Dependency solution #1

Closed c0sogi closed 1 year ago

c0sogi commented 1 year ago

This Pull Request (PR) incorporates various convenience improvements and code refactoring. The main changes are as follows:

  1. Dependencies are automatically installed. By providing the --install-pkgs option when running the server, not only the packages of this project but also the packages of all related repositories are installed. This process includes identifying the appropriate version of CUDA and installing the corresponding PyTorch, as well as the installation of TensorFlow. Please refer to the README for more details.

  2. The need to install the pytest package has been eliminated by performing unittest instead of pytest.

  3. The docker-compose file is configured to fetch the already built docker image from Dockerhub.

  4. The poetry dependency is included in pyproject.toml. However, it is not recommended to directly install dependencies using poetry. When running the server, the toml file is converted to a requirements.txt file, and the necessary packages are installed via pip install.

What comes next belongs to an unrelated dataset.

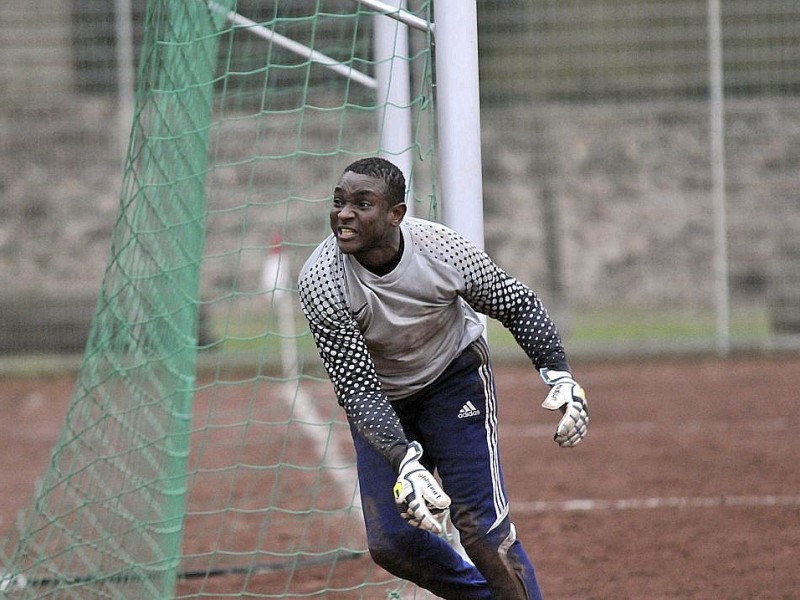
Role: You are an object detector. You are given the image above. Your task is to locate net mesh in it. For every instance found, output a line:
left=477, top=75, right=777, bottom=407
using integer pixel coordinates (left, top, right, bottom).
left=0, top=0, right=436, bottom=599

  5. There is no need to use semaphores because the concurrent use of the model is already limited through the scheduling of the process pool's workers. However, by using semaphores, a queue can be created to efficiently utilize the cache model left in the existing worker for the worker scheduler, so the feature has been retained.

    This PR has already passed all test suites in the Python 3.11, Windows 11, CUDA 12.2 environment and will be merged automatically after an appropriate code review.